Wheel moving without sliding

Question

Suppose we have a wheel moving on an horizontal surface, with constant velocity $v$, without sliding. This latter condition implies that the wheel rotates around its centre with angular speed $\omega = v / r$, $r$ being the radius. The rotation of the wheel is caused by the torque of the (static) friction force in the contact point between the wheel and the surface. Because static friction only exists when an opposing force is applied on the object, this means that in order to maintain a constant velocity, an external force must exist. My question is, what happens when this force is no longer applied? I imagine that the wheel will slow down until it stops, but from the equations of kinetic energy, I do not see how to deduce this behaviour. The potential energy is constant because we move horizontally, and the kinetic energy is: $E_k = E_{k_r} + E_{k_t} = \frac{1}{2}I\omega^2 + \frac{1}{2}mv^2$ which equals the total mechanical energy. If the external force stops, then both $v$ and $\omega$ decrease, but why? After all, the mechanical work of the friction force is zero, so why does the wheel slow down?

Thanks in advance!

Answer 1

The problem with your argument lies with this:

The rotation of the wheel is caused by the torque of the (static) friction force in the contact point between the wheel and the surface.

That isn't quite correct. When the wheel is spinning up, then yes, static friction is what accelerates it, but once it is rotating, no torque is required to keep the rotation going. So once the wheel is moving at some constant velocity, there is no static friction, and in fact no external force at all, thus there are no changes in energy.

In reality, every wheel has some amount of dissipative force acting on it, usually due to deformation. The collective effect of the dissipative forces acting on a rolling wheel is sometimes called "rolling friction," and it acts on the wheel in much the same way as normal friction: it removes energy. Given the constraint that $v = \omega r$, the energy of a wheel is equal to

$$E = \frac{1}{2}(I + mr^2)\omega^2 = \frac{1}{2}\biggl(\frac{I}{r^2} + m\biggr)v^2$$

so when energy is removed, both the angular and linear speeds will decrease. This is what causes the wheel to slow down and eventually stop. Note that in this case, there will be some nonzero amount of static friction as required to prevent slipping.

Answer 2

The rotation of the wheel is caused by the torque of the (static) friction force in the contact point

That's just not true. Newtons's laws of motion dictate that a body in motion continues to stay in motion in the absence of forces acting on it. Take away both the ground and gravity in your mental picture of the wheel rolling. It continues to both move forward and spin, as angular momentum is conserved by the same law that conserves momentum.

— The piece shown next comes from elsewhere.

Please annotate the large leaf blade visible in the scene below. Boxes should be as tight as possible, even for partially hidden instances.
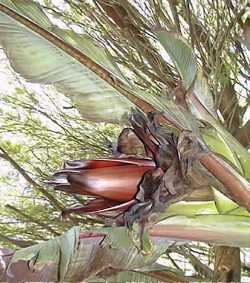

There may be some confusions as to where the friction of a rolling wheel comes from. There is certainly friction with the ground but it's hard to pin it down as static of kinetic. In the case of a car, for instance, the deformation of the elastic tire dissipates energy and creates friction. I would hesitate to classify that as either static or kinetic friction as typically defined in physics classes.

I'll offer a specific case. Consider a wheel rolling with some fiction with the ground that is balanced by a force that acts at the center of the wheel in the direction of motion. Friction decreases both the linear momentum and rotational momentum. It has to, the observation of a wheel rolling to a stop wouldn't make any sense otherwise. The exact direction of the force is something I had to struggle with myself a little bit. The normal force is generally below the axle of the wheel, but when being slowed down by friction the force from the ground acts slightly in front of the axle. This causes a small amount of torque opposite the direction of the spinning, which is expected since it must be slowing down the spinning.

Imagine a wheel with many spokes of springs around it. When pushed in they don't spring back to their original position right away - this is its means of dissipating energy. That means that the springs are longest right before they make contact with the ground, which places the normal force slightly in front of directly below the wheel axle. As they leave the ground they are not quite as long and do not exactly balance the front force. This is how wheel friction contributes to retarding both the forward motion and the forward spin.